Trade war will bring waste and destruction
“Overall disastrous” is the concern that the careful, authoritative analysts at The Economist magazine voiced regarding the steel and aluminum import tariffs imposed by our impetuous, irresponsible President Donald Trump. I’m no expert, but they are.
We’d better be prepared for international trade conflict and to deal with the waste and destruction that results from conflict as opposed to negotiation. The long, steady economy of the past few years won’t survive.
This fight will draw blood in labor markets, commodity markets and currency markets.
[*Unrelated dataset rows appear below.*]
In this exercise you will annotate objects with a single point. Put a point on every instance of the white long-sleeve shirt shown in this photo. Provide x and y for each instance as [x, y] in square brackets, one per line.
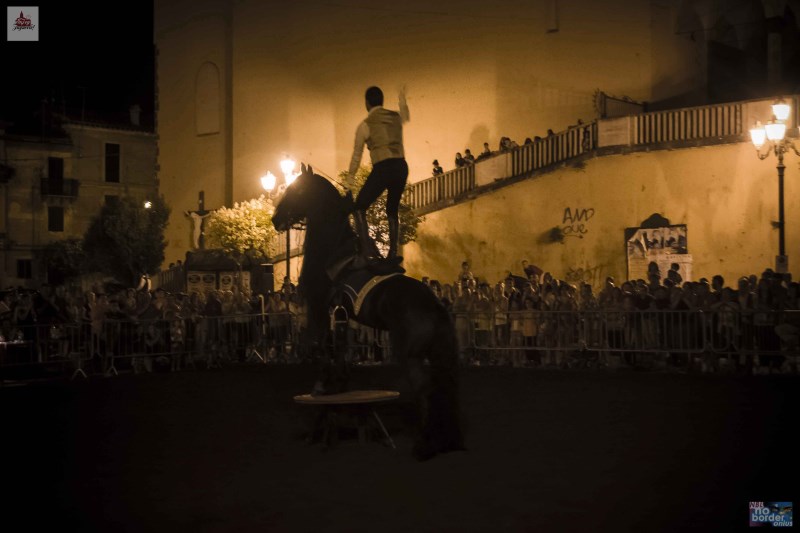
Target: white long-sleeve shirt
[382, 132]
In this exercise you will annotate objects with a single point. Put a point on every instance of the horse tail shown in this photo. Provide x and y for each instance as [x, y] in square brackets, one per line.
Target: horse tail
[442, 429]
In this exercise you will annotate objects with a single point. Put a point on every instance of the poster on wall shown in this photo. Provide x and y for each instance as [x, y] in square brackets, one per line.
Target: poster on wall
[666, 246]
[226, 280]
[200, 281]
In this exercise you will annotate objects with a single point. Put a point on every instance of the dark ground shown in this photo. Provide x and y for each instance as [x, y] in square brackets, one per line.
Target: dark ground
[549, 451]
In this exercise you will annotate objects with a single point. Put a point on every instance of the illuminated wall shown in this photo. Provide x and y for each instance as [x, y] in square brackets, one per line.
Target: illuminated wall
[292, 76]
[724, 194]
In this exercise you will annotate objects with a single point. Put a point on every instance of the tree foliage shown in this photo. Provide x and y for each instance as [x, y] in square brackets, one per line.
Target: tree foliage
[64, 259]
[244, 229]
[376, 214]
[127, 239]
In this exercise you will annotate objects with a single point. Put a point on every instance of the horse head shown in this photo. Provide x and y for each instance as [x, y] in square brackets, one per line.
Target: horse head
[293, 205]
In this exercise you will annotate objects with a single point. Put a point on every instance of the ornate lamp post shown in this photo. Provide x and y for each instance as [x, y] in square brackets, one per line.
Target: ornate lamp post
[268, 182]
[774, 135]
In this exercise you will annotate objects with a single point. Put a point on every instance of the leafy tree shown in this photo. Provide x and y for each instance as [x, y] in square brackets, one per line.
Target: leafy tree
[244, 229]
[127, 239]
[64, 259]
[376, 214]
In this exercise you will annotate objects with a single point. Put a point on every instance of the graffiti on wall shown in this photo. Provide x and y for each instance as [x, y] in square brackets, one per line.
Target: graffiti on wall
[573, 222]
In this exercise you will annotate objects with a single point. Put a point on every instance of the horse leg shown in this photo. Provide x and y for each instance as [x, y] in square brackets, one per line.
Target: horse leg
[333, 373]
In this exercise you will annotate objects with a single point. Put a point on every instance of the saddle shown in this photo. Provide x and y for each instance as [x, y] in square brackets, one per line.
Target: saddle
[376, 266]
[352, 282]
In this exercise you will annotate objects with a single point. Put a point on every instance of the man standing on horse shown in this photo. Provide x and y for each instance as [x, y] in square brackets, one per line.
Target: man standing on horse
[382, 132]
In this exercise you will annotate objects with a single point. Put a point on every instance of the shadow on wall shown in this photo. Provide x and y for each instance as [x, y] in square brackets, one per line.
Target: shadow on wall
[440, 258]
[479, 135]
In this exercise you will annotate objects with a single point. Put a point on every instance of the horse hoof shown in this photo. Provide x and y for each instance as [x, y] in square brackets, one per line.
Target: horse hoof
[423, 452]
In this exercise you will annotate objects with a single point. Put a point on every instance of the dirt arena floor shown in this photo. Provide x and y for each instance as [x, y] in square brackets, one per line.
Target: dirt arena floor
[548, 451]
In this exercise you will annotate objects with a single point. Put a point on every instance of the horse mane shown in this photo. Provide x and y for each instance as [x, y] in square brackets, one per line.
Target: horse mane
[329, 235]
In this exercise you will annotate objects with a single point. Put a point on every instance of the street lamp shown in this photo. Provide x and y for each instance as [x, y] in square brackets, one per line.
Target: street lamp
[268, 182]
[774, 135]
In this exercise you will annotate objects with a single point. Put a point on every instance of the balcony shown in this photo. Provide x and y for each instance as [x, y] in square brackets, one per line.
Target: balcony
[63, 188]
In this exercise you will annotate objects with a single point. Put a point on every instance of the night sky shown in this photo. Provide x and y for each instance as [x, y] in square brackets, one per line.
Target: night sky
[101, 53]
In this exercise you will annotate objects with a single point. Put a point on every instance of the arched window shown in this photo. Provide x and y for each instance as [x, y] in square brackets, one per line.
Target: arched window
[207, 100]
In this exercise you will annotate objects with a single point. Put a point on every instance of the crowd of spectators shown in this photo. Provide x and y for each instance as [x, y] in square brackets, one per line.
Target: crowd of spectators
[507, 144]
[547, 318]
[146, 327]
[525, 319]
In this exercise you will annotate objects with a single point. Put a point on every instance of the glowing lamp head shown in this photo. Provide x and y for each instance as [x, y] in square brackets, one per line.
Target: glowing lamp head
[781, 110]
[775, 130]
[287, 166]
[758, 135]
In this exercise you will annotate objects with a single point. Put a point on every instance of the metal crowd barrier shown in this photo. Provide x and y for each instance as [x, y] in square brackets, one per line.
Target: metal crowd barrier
[521, 338]
[757, 338]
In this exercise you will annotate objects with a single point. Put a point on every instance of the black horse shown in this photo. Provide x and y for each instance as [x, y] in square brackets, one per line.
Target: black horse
[421, 331]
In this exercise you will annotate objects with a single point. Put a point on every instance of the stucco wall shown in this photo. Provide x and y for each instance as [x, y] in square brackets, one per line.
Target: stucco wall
[294, 73]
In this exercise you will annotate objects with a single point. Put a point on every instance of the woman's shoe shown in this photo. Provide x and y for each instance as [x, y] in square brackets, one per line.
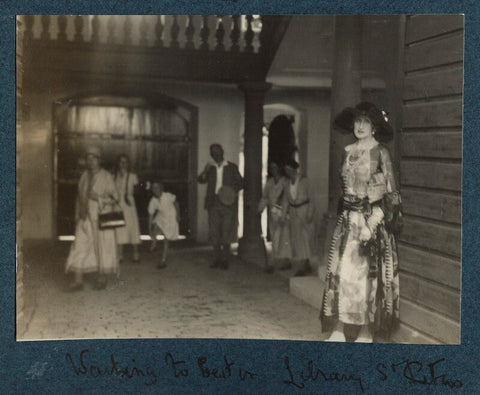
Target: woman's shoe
[336, 336]
[100, 285]
[74, 287]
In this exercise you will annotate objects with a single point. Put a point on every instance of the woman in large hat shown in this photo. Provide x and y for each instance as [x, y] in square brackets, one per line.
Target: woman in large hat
[94, 250]
[362, 291]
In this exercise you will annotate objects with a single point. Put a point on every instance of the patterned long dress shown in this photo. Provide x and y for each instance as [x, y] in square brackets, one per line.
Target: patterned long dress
[362, 277]
[93, 250]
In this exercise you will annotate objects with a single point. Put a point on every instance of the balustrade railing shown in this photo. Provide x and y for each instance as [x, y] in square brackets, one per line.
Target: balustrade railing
[229, 33]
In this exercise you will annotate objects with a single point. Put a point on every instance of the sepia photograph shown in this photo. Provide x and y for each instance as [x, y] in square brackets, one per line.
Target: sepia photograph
[274, 177]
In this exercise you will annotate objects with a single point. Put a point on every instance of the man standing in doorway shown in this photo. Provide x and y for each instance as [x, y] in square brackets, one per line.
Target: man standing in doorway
[223, 183]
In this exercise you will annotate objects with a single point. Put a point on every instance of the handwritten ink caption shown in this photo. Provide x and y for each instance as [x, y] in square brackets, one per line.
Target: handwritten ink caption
[85, 365]
[304, 376]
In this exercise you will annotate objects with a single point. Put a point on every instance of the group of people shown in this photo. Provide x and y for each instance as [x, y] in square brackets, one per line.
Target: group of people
[98, 249]
[361, 293]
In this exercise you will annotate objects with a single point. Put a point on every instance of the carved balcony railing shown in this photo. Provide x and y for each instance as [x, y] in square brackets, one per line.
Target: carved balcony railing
[224, 48]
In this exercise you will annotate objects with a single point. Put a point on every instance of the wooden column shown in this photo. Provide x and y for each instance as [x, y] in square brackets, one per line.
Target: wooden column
[251, 247]
[20, 303]
[346, 91]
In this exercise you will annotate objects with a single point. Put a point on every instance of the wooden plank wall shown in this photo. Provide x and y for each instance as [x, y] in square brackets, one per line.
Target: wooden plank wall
[430, 176]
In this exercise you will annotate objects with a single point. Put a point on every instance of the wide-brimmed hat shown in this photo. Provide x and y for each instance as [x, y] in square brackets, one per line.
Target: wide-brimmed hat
[93, 150]
[345, 120]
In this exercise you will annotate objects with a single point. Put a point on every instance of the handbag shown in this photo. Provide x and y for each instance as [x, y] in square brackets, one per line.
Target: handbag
[111, 220]
[392, 204]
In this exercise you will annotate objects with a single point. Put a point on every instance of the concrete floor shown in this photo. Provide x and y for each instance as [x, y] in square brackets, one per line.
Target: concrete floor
[185, 300]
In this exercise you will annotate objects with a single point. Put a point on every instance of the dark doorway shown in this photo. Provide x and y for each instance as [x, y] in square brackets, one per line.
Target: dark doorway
[281, 140]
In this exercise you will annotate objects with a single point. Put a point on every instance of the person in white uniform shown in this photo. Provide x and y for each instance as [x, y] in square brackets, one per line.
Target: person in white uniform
[125, 182]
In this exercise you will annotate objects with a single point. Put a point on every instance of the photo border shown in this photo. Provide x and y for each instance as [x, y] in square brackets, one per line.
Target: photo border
[43, 366]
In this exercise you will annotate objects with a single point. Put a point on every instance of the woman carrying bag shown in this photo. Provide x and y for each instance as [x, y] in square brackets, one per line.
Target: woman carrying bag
[94, 248]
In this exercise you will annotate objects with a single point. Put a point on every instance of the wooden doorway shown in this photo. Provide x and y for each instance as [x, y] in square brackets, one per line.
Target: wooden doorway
[158, 133]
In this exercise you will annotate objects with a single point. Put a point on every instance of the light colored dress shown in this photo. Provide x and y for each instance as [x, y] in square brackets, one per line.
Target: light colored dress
[299, 206]
[83, 256]
[273, 198]
[362, 283]
[165, 214]
[130, 233]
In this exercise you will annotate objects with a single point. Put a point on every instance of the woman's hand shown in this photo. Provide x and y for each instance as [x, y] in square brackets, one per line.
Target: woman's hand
[365, 234]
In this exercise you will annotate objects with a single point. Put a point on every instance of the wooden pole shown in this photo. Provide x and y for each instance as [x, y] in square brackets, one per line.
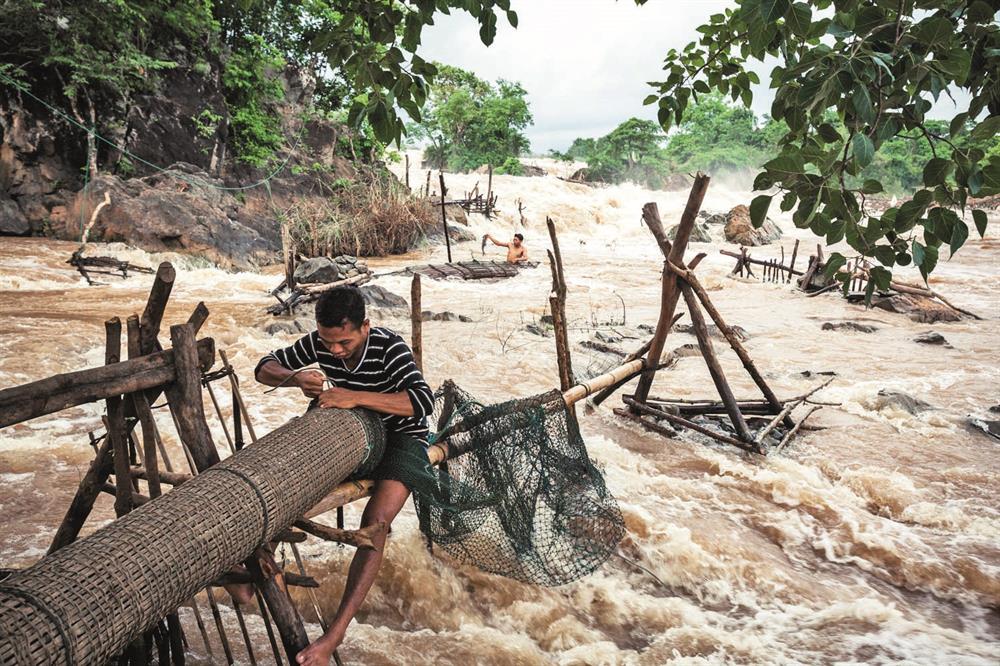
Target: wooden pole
[159, 294]
[692, 281]
[691, 425]
[116, 424]
[416, 323]
[714, 367]
[557, 303]
[444, 216]
[140, 406]
[185, 399]
[235, 384]
[489, 192]
[52, 394]
[669, 292]
[791, 264]
[795, 429]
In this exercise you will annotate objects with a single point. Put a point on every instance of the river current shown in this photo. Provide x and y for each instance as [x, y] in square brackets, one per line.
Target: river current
[874, 539]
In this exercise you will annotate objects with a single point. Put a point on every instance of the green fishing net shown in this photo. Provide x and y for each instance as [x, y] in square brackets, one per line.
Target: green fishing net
[524, 501]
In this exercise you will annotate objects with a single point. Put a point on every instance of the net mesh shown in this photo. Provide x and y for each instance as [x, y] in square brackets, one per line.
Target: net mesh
[525, 501]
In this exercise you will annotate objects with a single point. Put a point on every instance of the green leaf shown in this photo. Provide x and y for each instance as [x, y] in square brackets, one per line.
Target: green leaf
[957, 124]
[929, 262]
[829, 134]
[979, 217]
[885, 255]
[937, 170]
[758, 209]
[986, 130]
[834, 264]
[959, 234]
[772, 10]
[917, 250]
[871, 186]
[864, 150]
[881, 277]
[799, 19]
[933, 32]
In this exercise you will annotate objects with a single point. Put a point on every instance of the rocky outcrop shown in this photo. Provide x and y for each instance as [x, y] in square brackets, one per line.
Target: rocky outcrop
[317, 270]
[932, 338]
[180, 210]
[919, 308]
[848, 326]
[379, 297]
[899, 400]
[739, 230]
[12, 220]
[699, 233]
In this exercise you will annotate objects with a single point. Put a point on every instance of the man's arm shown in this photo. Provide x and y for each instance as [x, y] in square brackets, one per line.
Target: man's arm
[413, 397]
[278, 368]
[398, 404]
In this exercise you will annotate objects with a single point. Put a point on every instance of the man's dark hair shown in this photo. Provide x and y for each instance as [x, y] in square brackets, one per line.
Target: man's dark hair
[339, 306]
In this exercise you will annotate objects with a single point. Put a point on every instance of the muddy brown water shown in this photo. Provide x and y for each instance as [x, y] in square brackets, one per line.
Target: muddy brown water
[874, 540]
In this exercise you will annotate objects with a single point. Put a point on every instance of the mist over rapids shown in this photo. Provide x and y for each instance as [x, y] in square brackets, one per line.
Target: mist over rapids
[875, 539]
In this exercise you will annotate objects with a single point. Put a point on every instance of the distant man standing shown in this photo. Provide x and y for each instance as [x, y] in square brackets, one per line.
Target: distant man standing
[516, 252]
[368, 367]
It will demoralize the productive networks that link our constructive society.
We are starting a war that will be fought in the media and in cyberspace, where countries that are less economically dominant can be very effective. It will quench the hopes and cut into the budgets of our workers on the factory floor, in agriculture and mining, and in corporate boardrooms and offices. It will suck resources from growing innovators and entrepreneurs. Our powerful country will suffer, along with the rest. Bigger bombs won’t help. We’ll have to defend against cyberattacks and strive to maintain balance in currency markets, labor markets and commodity markets all over he world, where our advantage is far from certain.
Such a war can only be won with the cooperation of many allies. Our president may see himself as the biggest cock on the rock, but the whole rock will be tarnished and down trodden if we slide down the slippery staircase this bully has stepped us out onto.
Ed Reid is a resident of Santa Fe.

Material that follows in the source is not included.